Also: I am guessing that by "E4" and "E6" you mean the modular forms that are typically denoted by G4 and G6, or in more generality:

G2k(τ) = ∑ 1/(mτ + n)2k,​

where τ is assumed to lie in the upper half-plane of ℂ, and the summation is over all pairs (m, n) of integers with (m, n) ≠ (0,0).

Then it can be shown that for k ≥ 2, G2k is a modular form of weight 2k.

Therefore, G4 and G6 are modular forms of different weights, so would not even lie in the same vector space Mk for any k.

3. Nov 23, 2016

### binbagsss

Right okay thanks, a bunch of mistakes I see, makes more sense now I think though, so...

Every modular form for $SL2(Z)$ can be expressed uniquely as a polynomial in $E4(τ )$ and $E6(τ )$. That is, ${E ^a _4 E_ b ^6 ; 4a + 6b = k}$ forms a basis for $Mk(Γ)$

This is in my lecture notes, given as a proposition, copied from them

So a modular form is a function with certain properties etc, so to talk of a single function having dimension makes no sense, I see that now, thanks,

The space of modular forms of different weights is the vector space, so that has dimension, fine

But I thought basis and dimension go together? One definition of the dimension of a space is the number of elements in the basis right? So isn't the term 'basis' used sort of as slang in the proposition above? Thanks.

4. Nov 23, 2016

### zinq

After fixing the mistakes in what you wrote, I get:

"Every modular form for SL2(Z) can be expressed uniquely as a polynomial in E4(τ) and E6(τ).

"That is, E4a E6b for 4a+6b=k forms a basis for Mk(Γ)"

It's hard to know what Γ means without a definition, but I will assume it means SL2(Z).

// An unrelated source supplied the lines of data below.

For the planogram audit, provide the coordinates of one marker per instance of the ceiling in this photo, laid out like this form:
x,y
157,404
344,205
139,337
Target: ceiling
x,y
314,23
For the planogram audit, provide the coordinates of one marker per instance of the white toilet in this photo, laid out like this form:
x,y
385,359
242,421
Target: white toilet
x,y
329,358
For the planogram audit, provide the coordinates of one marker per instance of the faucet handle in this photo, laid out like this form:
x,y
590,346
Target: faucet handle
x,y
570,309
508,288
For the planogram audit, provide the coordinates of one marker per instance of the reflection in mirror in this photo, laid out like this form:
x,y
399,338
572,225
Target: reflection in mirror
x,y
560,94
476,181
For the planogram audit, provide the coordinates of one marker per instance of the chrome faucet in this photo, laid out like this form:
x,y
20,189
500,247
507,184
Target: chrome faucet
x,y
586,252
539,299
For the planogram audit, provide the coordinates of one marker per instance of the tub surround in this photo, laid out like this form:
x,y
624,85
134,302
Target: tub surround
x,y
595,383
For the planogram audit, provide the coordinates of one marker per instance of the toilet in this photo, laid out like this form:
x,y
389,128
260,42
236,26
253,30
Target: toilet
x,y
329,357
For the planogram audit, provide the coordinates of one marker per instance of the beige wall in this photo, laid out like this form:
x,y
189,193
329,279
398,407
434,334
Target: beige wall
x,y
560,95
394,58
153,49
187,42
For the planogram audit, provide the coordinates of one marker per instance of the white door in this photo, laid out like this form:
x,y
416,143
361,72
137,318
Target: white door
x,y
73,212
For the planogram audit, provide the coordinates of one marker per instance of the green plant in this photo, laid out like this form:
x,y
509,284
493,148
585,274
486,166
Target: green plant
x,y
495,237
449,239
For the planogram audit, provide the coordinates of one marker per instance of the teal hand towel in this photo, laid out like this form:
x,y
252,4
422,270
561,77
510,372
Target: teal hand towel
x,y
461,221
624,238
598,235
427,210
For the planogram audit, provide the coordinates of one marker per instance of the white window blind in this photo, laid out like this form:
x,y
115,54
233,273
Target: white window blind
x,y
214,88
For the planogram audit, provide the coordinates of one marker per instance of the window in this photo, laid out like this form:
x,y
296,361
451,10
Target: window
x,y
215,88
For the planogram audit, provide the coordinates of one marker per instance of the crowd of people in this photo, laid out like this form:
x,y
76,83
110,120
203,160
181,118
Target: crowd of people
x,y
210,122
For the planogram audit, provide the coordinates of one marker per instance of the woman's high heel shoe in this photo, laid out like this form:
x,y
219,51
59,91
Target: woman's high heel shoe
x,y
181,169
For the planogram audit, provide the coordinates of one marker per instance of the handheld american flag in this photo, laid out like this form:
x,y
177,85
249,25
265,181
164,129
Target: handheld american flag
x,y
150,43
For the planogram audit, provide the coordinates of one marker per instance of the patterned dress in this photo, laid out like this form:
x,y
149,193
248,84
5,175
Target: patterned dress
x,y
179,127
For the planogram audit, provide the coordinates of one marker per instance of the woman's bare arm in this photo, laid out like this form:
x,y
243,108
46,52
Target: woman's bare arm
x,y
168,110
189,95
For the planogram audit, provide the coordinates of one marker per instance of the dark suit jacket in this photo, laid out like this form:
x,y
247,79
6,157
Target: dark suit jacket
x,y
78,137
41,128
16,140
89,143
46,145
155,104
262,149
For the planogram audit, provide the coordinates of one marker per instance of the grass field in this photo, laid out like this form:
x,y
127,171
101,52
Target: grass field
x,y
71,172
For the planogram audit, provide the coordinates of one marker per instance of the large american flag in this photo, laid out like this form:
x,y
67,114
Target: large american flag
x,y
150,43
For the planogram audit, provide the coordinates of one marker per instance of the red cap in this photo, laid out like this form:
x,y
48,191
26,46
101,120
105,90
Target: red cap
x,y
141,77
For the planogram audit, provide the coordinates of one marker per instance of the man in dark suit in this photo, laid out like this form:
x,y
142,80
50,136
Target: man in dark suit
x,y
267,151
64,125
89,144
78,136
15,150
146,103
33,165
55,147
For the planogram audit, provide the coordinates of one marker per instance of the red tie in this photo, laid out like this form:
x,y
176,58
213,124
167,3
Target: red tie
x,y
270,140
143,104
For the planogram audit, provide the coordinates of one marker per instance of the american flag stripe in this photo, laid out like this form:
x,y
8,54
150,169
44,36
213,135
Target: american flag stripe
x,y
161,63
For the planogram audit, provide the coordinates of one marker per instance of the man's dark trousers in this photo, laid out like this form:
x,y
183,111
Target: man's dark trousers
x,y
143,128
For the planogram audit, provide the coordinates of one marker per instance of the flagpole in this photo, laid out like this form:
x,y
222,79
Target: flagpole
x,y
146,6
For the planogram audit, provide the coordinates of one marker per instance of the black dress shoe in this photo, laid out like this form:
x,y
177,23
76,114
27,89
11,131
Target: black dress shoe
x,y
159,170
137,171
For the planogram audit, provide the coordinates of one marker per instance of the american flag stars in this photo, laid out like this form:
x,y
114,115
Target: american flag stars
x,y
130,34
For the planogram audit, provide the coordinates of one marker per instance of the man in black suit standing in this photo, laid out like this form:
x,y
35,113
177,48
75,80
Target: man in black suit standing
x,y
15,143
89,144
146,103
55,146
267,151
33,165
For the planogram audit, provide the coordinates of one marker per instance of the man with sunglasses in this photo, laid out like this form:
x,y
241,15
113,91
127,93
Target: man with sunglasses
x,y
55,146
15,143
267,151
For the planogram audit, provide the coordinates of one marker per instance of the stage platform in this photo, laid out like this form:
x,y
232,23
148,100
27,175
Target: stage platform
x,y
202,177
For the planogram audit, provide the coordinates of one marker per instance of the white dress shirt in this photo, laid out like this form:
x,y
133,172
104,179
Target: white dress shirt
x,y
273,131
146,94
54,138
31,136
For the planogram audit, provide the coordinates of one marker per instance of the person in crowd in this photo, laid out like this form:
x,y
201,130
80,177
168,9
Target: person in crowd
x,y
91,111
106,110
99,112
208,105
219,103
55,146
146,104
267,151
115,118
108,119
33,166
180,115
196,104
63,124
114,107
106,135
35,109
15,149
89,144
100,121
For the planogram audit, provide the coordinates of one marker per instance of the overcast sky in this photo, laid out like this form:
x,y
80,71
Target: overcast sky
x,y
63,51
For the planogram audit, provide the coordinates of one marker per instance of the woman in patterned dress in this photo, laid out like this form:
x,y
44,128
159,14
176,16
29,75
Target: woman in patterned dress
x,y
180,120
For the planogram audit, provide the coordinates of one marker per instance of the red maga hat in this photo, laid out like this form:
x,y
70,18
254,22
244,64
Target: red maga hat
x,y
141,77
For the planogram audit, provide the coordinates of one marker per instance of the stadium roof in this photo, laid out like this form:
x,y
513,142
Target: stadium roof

What this means is: For each k, the set

{E4a E6b | a and b are positive integers with 4a+6b=k}​

of modular forms forms a basis of Mk(Γ) over the complex numbers.

So: There is no slang occurring here. (Advanced math is difficult enough that people try to avoid using terms to mean other than their standard meaning!)

5. Nov 24, 2016

### binbagsss

Sorry no I'm still confused, for a specified $k$, so then isn't the number of elements in the basis equal to the dimension of the space? => 2, so I'm back at my initial question, with terminology corrected...thanks

Since dimension of $M_{k}$, for a given $k$ is something like the number of non co-linear functions that are modular forms of weight k, is this ok?

So a basis for $M_{k}$ is the minimum number of these functions that are linearly independent such that every modular form in that space, of a given weight k, can be expressed as a linear combination in terms of them?

So the proposition is saying that $E_{4}$ and $E_{6}$ do it, so is it not saying the basis consists of two elements?

Last edited: Nov 24, 2016
6. Nov 24, 2016

### zinq

Yes, the dimension of a vector space is the number of elements in any basis of it.

No, this is not saying that E4 and E6 are the two elements of a basis. First of all — as we said — they are not in the same vector space Mk.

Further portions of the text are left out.